Sono inglesi, professionisti del doppio gioco

Giovanni

Serafini

Che le “rane” (i Francesi) non amino i “rostbeef” (gli Inglesi), è cosa risaputa. Per secoli, fin dai tempi di Guglielmo il Conquistatore, i due popoli hanno vissuto in un clima di competizione, razzie e dispetti, non privo a volte di reciproca ammirazione. Certo ci sono ferite che bruciano in eterno. Come dimenticare che gli Inglesi mandarono al rogo Giovanna d’Arco dopo averla torturata e violentata?

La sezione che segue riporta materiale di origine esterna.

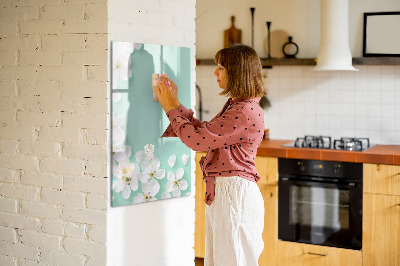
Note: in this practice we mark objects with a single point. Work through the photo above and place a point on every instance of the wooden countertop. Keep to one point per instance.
(379, 154)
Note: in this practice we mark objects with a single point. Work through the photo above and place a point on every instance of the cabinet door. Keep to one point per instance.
(381, 230)
(267, 168)
(200, 206)
(381, 179)
(270, 233)
(297, 254)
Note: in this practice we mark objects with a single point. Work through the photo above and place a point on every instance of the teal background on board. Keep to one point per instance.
(146, 121)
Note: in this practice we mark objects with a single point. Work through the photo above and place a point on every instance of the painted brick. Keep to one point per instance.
(41, 179)
(8, 234)
(86, 184)
(97, 260)
(84, 26)
(85, 152)
(7, 88)
(38, 209)
(19, 221)
(60, 73)
(18, 72)
(25, 262)
(8, 261)
(17, 191)
(94, 201)
(97, 42)
(53, 227)
(39, 87)
(39, 58)
(26, 103)
(40, 148)
(61, 259)
(16, 132)
(98, 169)
(40, 27)
(63, 197)
(84, 58)
(7, 145)
(62, 166)
(96, 137)
(97, 11)
(97, 73)
(75, 230)
(85, 121)
(7, 117)
(35, 239)
(66, 135)
(8, 58)
(14, 162)
(30, 2)
(18, 250)
(97, 234)
(84, 247)
(8, 205)
(39, 118)
(19, 43)
(7, 175)
(62, 12)
(69, 105)
(67, 42)
(18, 13)
(84, 216)
(87, 88)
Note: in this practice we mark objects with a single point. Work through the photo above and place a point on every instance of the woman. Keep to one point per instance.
(235, 207)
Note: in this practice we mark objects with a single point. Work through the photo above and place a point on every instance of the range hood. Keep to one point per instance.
(334, 51)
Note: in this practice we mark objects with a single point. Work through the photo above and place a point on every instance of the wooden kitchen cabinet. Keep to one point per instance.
(381, 215)
(381, 230)
(298, 254)
(381, 179)
(200, 207)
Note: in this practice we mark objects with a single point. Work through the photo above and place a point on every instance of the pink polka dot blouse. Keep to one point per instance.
(231, 139)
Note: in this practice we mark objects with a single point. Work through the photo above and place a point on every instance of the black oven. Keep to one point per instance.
(320, 202)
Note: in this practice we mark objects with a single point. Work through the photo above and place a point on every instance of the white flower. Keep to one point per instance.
(149, 190)
(118, 134)
(127, 178)
(165, 195)
(151, 169)
(149, 152)
(185, 159)
(176, 183)
(172, 160)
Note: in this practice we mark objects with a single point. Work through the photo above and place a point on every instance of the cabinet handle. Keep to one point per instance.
(318, 254)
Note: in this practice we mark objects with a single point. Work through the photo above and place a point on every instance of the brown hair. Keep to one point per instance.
(245, 78)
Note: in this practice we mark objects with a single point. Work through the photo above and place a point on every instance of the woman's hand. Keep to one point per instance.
(174, 90)
(164, 94)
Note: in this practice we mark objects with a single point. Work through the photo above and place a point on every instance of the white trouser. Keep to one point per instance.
(234, 223)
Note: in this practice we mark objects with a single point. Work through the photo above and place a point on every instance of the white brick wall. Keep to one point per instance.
(53, 120)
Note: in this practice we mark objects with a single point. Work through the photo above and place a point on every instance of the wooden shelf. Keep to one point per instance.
(312, 61)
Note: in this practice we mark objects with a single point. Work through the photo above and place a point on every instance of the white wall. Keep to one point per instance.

Che tradirono Napoleone spedendolo a morire nell’isola di Sant’Elena?

Già nel diciassettesimo secolo Bossuet aveva definito l’Inghilterra "la perfida Albione": gli inglesi, questo lo stereotipo ricorrente, sono professionisti del doppio gioco, stanno con gli Stati Uniti ma tengono un piede in Inghilterra, hanno voluto l’Eurotunnel ma hanno chiamato Waterloo – che affronto! – la stazione londinese in cui arrivano i treni di Parigi. Loro sono protestanti, e i francesi cattolici. Preferiscono la birra al vino, mangiano le patate fritte con l’aceto, bevono il the col latte, hanno delle prese elettriche assurde con tre punte, si ostinano a conservare unità di misure incomprensibili (inch, yard, pound, gallon). E poi da loro piove sempre…

Sul piano politico sono rimaste celebri le inimicizie fra alcuni dei rispettivi leader: Chirac ce l’aveva con la Thatcher, che secondo lui "voleva le sue palle su un piatto d’argento". E Sarkozy rifiutò di stringere la mano a Cameron che a sorpresa aveva messo il veto al nuovo trattato europeo.